Although he operated in the shadow of his more famous rival, the noted architectural photographer Julius Shulman, Rand was an artist with the camera, admired for his grasp of the interplay among form, line and light in the structures he caught on film.

"Rand is a genius when he reads the lens behind the black cloth," California architectural historian Esther McCoy wrote of Rand shortly before her death in 1989. "He is one of a half-dozen photographers who have set the standards for this relatively new profession."

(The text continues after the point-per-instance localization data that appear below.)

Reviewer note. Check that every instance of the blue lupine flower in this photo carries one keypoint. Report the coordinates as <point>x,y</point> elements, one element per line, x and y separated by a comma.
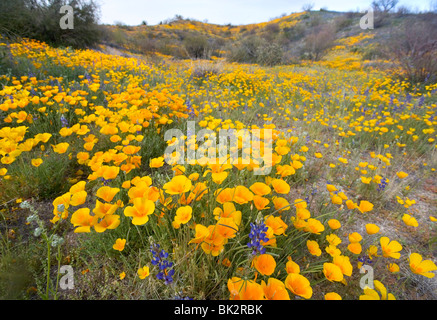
<point>256,235</point>
<point>160,259</point>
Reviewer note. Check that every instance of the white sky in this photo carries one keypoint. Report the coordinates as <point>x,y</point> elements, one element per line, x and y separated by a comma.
<point>133,12</point>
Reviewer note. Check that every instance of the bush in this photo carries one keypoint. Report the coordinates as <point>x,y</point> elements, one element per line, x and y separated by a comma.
<point>40,20</point>
<point>256,50</point>
<point>319,41</point>
<point>413,48</point>
<point>197,46</point>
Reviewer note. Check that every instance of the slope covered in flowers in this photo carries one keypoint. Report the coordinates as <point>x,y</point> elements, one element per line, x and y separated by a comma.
<point>352,149</point>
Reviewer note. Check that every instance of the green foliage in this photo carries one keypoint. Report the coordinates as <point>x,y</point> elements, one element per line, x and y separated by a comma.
<point>41,20</point>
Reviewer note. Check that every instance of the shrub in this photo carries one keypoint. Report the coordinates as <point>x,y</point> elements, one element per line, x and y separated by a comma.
<point>40,20</point>
<point>256,50</point>
<point>197,46</point>
<point>319,41</point>
<point>413,48</point>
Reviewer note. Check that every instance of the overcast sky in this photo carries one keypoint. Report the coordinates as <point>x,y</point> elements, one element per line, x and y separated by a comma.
<point>133,12</point>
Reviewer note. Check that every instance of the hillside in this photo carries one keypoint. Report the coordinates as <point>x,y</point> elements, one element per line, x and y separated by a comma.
<point>289,34</point>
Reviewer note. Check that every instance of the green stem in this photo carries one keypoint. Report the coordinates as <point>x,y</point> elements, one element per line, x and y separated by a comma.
<point>48,267</point>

An honorary member of the American Institute of Architects, a rare distinction for a photographer, Rand worked with many of today's cutting-edge architects from the beginning of their careers and kept pace with them through the years. His client list is a who's who of architects past and present, including Charles Eames, Louis I. Kahn, Craig Ellwood, Cesar Pelli and Frank Gehry.

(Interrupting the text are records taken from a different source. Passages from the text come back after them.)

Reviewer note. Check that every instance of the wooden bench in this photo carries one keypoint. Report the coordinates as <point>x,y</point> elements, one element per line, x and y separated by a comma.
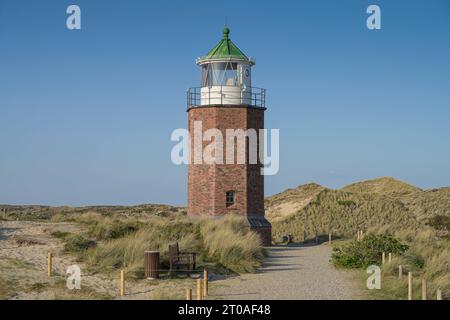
<point>179,259</point>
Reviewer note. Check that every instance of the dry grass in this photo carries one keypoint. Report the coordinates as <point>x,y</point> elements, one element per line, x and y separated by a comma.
<point>226,243</point>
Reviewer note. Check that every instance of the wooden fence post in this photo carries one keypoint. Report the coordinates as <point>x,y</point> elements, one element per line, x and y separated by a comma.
<point>205,282</point>
<point>199,289</point>
<point>49,264</point>
<point>188,294</point>
<point>410,283</point>
<point>424,289</point>
<point>122,283</point>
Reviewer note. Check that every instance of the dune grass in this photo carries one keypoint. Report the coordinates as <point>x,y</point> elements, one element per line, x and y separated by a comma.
<point>226,244</point>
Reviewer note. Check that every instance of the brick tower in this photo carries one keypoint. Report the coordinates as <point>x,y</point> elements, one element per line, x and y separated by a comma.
<point>226,100</point>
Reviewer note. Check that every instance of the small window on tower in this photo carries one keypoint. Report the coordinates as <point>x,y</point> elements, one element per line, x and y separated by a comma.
<point>230,198</point>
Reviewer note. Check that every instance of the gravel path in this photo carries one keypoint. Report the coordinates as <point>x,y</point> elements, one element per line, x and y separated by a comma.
<point>291,273</point>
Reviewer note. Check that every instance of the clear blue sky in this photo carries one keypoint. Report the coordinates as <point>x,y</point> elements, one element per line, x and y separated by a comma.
<point>86,116</point>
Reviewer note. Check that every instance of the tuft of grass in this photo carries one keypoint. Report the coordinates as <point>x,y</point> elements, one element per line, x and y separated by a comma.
<point>228,242</point>
<point>225,242</point>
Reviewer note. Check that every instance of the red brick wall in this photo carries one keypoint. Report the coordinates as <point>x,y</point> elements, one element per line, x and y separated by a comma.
<point>208,184</point>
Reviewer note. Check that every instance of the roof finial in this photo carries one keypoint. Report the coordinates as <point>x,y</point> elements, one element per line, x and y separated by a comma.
<point>226,32</point>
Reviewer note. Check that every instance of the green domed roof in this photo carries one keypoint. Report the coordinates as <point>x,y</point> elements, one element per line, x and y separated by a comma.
<point>225,49</point>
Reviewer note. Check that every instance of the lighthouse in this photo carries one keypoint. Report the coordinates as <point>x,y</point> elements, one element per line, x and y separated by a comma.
<point>227,102</point>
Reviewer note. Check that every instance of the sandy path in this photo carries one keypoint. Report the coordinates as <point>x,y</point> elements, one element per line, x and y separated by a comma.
<point>291,273</point>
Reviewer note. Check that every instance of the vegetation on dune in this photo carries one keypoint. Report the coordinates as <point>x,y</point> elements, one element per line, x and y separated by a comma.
<point>69,214</point>
<point>361,254</point>
<point>343,214</point>
<point>385,186</point>
<point>230,247</point>
<point>412,224</point>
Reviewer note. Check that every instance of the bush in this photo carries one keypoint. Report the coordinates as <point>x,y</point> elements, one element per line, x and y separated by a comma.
<point>361,254</point>
<point>60,234</point>
<point>440,223</point>
<point>77,244</point>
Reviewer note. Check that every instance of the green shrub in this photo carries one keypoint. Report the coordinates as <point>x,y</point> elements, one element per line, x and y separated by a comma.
<point>440,222</point>
<point>361,254</point>
<point>230,244</point>
<point>77,244</point>
<point>60,234</point>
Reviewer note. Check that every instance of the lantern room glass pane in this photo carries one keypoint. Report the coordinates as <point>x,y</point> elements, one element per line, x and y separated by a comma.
<point>220,74</point>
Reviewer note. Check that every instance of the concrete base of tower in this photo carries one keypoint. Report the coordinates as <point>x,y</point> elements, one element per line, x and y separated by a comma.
<point>261,226</point>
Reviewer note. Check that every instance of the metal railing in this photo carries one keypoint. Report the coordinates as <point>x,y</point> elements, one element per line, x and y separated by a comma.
<point>226,95</point>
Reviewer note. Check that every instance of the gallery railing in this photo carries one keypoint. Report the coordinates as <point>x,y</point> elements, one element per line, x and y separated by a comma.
<point>226,95</point>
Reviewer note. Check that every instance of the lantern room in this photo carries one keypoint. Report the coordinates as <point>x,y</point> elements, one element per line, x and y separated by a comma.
<point>226,78</point>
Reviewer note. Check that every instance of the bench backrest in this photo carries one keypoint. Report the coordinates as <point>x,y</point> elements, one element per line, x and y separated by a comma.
<point>173,250</point>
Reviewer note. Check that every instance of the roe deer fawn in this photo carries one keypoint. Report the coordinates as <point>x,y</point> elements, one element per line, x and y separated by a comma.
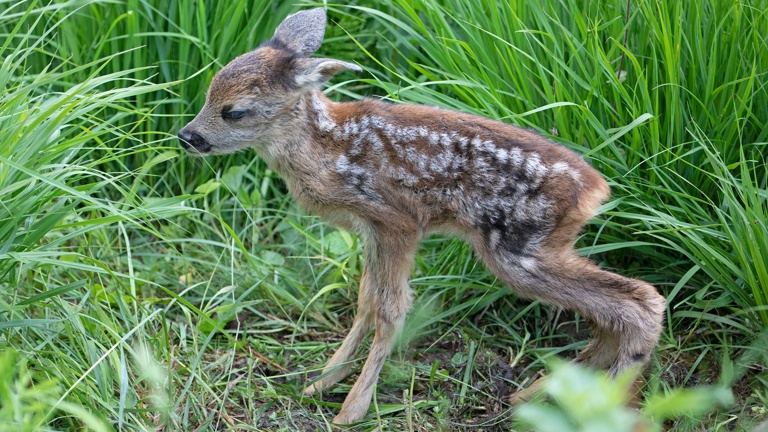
<point>395,173</point>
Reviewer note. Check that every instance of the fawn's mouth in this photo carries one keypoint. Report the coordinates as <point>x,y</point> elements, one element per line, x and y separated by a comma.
<point>194,143</point>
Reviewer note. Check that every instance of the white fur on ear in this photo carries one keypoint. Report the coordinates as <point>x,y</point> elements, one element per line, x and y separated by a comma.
<point>314,72</point>
<point>303,31</point>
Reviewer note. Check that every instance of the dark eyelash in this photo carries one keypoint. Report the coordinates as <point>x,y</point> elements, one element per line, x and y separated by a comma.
<point>234,115</point>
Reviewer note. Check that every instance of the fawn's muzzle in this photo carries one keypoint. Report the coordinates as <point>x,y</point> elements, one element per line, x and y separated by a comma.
<point>193,140</point>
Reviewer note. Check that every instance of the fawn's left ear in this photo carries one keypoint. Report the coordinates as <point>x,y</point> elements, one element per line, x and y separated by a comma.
<point>314,72</point>
<point>303,31</point>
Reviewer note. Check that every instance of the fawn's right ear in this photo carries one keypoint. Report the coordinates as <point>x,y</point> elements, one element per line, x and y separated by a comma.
<point>303,31</point>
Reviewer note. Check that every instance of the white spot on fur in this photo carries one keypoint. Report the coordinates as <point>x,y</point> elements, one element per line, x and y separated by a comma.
<point>528,263</point>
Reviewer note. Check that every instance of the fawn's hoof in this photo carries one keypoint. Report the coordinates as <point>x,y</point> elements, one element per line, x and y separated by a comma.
<point>346,418</point>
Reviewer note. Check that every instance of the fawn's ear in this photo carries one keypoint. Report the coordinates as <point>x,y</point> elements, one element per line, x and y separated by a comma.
<point>314,72</point>
<point>303,31</point>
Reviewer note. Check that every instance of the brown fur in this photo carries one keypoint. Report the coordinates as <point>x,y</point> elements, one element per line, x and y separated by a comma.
<point>395,173</point>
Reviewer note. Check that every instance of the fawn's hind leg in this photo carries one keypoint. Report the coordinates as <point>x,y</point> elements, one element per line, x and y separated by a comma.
<point>626,314</point>
<point>338,366</point>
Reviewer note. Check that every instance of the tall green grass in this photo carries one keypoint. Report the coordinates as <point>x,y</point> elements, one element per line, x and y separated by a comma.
<point>674,117</point>
<point>121,261</point>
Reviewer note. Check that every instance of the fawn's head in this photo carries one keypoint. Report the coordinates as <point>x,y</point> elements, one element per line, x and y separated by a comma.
<point>256,97</point>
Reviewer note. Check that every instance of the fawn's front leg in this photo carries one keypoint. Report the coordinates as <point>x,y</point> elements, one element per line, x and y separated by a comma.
<point>338,366</point>
<point>389,256</point>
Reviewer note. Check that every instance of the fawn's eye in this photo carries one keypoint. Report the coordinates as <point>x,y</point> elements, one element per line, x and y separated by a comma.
<point>233,115</point>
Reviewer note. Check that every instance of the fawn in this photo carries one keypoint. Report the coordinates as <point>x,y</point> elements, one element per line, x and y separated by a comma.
<point>395,173</point>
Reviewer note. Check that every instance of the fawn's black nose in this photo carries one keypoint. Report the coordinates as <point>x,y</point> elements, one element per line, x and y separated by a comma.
<point>190,140</point>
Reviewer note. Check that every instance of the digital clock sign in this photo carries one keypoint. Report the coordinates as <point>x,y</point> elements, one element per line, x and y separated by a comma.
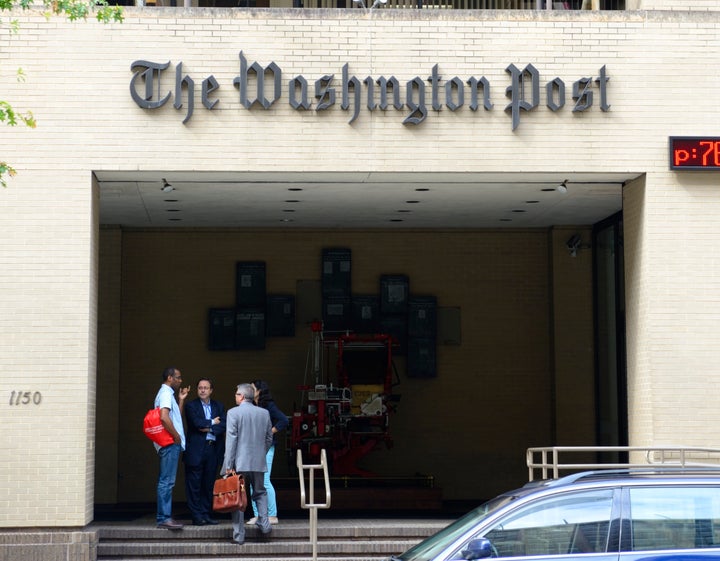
<point>695,152</point>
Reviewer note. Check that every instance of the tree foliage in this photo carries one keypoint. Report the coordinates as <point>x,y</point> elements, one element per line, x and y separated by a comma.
<point>72,9</point>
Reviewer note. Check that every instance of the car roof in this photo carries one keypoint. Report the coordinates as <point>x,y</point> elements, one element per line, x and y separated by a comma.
<point>632,476</point>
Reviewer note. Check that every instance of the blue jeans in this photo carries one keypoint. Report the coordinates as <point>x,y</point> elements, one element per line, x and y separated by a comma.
<point>169,456</point>
<point>272,504</point>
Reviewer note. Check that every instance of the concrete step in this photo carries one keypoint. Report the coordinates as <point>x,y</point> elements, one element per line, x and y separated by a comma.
<point>338,540</point>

The son of a furniture maker and a clothing designer, Rand was born in Boyle Heights on Dec. 26, 1924, and attended Roosevelt High School. He studied photography at Los Angeles City College until 1943, when he entered the Army Air Forces. He served as an aerial photographer during World War II.

After the war he enrolled at Art Center College of Design in Los Angeles (before it moved to its present location in Pasadena) and joined a circle of avant-garde artists and designers, including Saul Bass, Alvin Lustig, Lou Danziger, and Charles and Ray Eames. Through this network he met McCoy, who would launch him on his career in architectural photography.